Facebook Has Invented a Completely New Unit of Time

Facebook has invented a new unit of time: The 'flick', equivalent to precisely one 705,600,000th of a second - larger than a nanosecond, and smaller than a microsecond.

Facebook has invented a new unit of time: The 'flick', equivalent to precisely one 705,600,000th of a second - larger than a nanosecond, and smaller than a microsecond.

It's short for 'frame tick', hinting at its cinematic origins, writes original inventor Christopher Horvath on GitHub.

As for why Facebook needs a new unit of time, it goes back to the social network's Oculus VR subsidiary and its larger bet on virtual reality.

And for Horvath, formerly of the cinematic world at firms like Pixar, Weta Digital, and Industrial Light & Magic, it seems to have been something of a passion project.

In film, video games, and any other kind of visual, screen-based medium, creators have to think in split-seconds.

Most movies, for instance, are shot at 24 frames per second, which means that the film displays 24 still images every second in a rapid sequence to give the illusion of motion.

The problem, as described by Horvath, is that the maths gets messy when you try to work on one frame at a time.
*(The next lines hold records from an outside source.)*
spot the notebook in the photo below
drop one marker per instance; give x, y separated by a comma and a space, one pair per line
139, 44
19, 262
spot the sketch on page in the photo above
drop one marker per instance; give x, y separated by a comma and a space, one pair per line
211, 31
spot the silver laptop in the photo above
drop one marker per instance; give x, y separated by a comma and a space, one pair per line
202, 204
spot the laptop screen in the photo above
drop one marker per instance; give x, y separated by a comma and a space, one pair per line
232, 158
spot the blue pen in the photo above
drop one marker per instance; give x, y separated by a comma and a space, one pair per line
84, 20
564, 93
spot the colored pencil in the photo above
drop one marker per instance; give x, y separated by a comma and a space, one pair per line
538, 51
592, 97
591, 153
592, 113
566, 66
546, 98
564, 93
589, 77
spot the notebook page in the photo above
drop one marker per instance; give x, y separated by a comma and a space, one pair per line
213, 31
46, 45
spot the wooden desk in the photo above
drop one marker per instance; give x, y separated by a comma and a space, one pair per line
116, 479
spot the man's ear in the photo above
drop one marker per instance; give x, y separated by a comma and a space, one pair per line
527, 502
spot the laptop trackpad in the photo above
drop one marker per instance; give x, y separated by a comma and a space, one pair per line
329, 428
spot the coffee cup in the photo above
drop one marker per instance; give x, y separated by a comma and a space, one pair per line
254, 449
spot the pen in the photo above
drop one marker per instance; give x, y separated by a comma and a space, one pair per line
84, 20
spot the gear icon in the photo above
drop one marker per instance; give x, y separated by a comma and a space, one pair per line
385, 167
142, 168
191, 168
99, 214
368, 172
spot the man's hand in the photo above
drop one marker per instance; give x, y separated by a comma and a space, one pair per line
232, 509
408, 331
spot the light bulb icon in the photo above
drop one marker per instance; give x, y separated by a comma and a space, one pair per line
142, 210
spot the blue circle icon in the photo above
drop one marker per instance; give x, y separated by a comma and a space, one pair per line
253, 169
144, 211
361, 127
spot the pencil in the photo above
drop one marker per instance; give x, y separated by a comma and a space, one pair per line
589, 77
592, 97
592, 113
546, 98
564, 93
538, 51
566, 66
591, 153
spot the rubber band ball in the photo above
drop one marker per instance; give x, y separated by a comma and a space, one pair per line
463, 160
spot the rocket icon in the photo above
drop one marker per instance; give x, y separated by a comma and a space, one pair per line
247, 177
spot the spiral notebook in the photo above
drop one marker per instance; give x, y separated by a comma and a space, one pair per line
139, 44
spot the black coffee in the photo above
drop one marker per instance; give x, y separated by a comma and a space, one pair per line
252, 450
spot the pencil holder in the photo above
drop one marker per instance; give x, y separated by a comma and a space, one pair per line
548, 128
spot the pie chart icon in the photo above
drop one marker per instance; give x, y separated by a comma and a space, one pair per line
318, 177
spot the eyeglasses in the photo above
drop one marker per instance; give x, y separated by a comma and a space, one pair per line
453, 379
At 24 frames per second, or FPS, each frame is approximately .04166666667 seconds long, or 41666666.669 nanoseconds.

Those numbers are inelegant, with endlessly repeating decimals. In turn, that can make life difficult for programmers and artists who are trying to work precisely at these scales.

That's where the Facebook flick comes in. It can represent a single frame at a nice, even number, at a whole variety of framerates. For instance, at the 24 FPS of most movies, each frame is 29,400,000 flicks.

At 60 FPS, seen as a desirable framerate for action-packed video games, each frame is 11,760,000 flicks long. It's a clean number that can easily be divided or added up, without worrying about decimal points.

Facebook has actually released its documentation for the creation and use of flicks as open source, meaning that anybody can download it and add support for the unit into their own software.

That, in turn, means that flicks could become a standard unit of time - if not on your wristwatch, then in the visual arts.